The most inspired piece of 9/11 art was created in 2002, when Tribute in Light's twin beams of blue light were projected into the sky from ground zero on the six-month anniversary of the attacks.

Since then the beams, created by 88 searchlights and underwritten by the Municipal Arts Society, have glowed every year from dusk Sept. 11 to dawn Sept. 12.

At the five-year mark, a massive book of color photographs made at ground zero by Joel Meyerowitz was published, but it was more a document than a work of art.
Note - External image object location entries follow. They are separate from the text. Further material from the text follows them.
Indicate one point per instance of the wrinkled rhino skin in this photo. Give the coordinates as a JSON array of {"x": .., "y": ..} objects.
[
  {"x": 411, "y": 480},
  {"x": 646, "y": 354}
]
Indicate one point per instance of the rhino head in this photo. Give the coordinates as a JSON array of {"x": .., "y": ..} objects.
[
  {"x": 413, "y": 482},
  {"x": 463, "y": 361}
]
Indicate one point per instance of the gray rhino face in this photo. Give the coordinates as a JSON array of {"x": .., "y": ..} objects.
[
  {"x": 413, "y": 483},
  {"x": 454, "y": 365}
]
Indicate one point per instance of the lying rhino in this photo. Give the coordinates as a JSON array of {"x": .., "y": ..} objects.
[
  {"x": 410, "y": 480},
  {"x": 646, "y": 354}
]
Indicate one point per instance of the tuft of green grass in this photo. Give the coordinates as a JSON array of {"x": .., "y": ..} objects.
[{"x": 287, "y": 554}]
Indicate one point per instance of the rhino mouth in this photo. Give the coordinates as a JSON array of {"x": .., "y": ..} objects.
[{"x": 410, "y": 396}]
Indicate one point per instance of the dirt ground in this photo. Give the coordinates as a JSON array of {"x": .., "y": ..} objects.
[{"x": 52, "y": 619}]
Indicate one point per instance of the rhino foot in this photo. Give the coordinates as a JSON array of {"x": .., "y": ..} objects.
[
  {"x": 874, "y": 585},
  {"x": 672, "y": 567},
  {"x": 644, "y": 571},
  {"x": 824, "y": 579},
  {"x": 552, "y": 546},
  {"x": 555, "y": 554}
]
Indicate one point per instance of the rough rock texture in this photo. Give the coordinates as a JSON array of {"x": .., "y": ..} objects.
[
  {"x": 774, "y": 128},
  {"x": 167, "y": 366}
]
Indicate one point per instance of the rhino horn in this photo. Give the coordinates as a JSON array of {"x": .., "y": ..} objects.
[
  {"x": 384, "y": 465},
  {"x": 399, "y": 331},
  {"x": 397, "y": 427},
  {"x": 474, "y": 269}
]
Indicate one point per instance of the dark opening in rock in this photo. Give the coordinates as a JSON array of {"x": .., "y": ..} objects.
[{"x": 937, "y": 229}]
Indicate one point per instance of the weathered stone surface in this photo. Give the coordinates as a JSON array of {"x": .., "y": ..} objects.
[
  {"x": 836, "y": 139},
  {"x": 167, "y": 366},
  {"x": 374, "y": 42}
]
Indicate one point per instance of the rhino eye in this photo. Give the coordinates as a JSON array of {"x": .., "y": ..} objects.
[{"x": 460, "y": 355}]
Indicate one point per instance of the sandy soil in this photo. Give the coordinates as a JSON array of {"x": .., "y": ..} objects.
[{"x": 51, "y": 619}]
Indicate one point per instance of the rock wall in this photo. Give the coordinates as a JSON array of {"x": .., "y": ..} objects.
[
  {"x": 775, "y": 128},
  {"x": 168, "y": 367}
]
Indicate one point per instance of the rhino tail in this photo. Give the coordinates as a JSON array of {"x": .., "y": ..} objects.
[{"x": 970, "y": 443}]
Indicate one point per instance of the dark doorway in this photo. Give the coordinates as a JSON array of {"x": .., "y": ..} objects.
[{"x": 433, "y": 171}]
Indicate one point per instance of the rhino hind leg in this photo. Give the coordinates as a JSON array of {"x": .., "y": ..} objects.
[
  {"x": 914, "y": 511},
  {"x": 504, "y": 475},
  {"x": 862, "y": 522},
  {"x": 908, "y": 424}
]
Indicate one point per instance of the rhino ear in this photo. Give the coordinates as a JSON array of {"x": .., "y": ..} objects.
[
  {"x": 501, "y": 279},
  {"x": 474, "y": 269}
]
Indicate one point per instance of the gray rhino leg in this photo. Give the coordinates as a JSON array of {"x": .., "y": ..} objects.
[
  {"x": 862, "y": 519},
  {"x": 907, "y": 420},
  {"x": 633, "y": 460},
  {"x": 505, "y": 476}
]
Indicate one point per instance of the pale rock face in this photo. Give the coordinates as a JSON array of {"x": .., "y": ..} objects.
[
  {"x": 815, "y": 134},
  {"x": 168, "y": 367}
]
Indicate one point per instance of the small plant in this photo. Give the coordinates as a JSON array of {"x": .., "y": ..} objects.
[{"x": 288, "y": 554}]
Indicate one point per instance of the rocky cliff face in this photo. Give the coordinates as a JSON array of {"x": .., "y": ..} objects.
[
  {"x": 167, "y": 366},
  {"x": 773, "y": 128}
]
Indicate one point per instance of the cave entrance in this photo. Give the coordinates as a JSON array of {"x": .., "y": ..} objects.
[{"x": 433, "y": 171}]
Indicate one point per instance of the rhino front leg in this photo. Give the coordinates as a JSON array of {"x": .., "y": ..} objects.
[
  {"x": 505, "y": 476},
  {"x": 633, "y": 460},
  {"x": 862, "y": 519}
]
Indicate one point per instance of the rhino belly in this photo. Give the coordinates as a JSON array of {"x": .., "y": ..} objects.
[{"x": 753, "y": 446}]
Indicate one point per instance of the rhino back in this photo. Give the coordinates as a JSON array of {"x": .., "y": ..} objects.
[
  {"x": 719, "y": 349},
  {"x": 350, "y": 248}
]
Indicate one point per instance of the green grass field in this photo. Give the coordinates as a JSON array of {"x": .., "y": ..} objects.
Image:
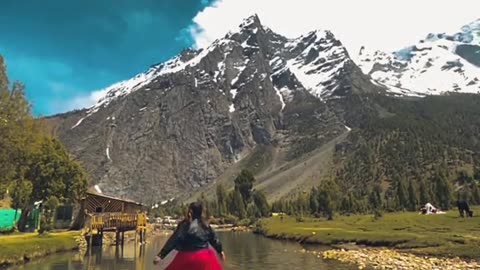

Locally, the James A. Michener Art Museum in Doylestown exhibited a suite of disaster watercolors that New York artist Todd Stone made in 2002 from his own photographs. These were appropriately elegiac but also denatured, detached from the catastrophe that inspired them.

(I'm discounting the "sculptures" made from twisted and scorched steel beams salvaged from the Trade Center; one was displayed at 30th Street Station. These are more sanctified relics than art.)

In the five years since the Stone show, 9/11 appears to have dropped below the horizon. Today artists seem more introspective, or perhaps more narcissistic, than the history painters of yesteryear. Bigness today means scale, not concept.

So I don't expect that the next decade will produce any 9/11 art more memorable or insightful than Tribute in Light. It was so grand, yet so ephemeral, but also poetically elegant and poignant.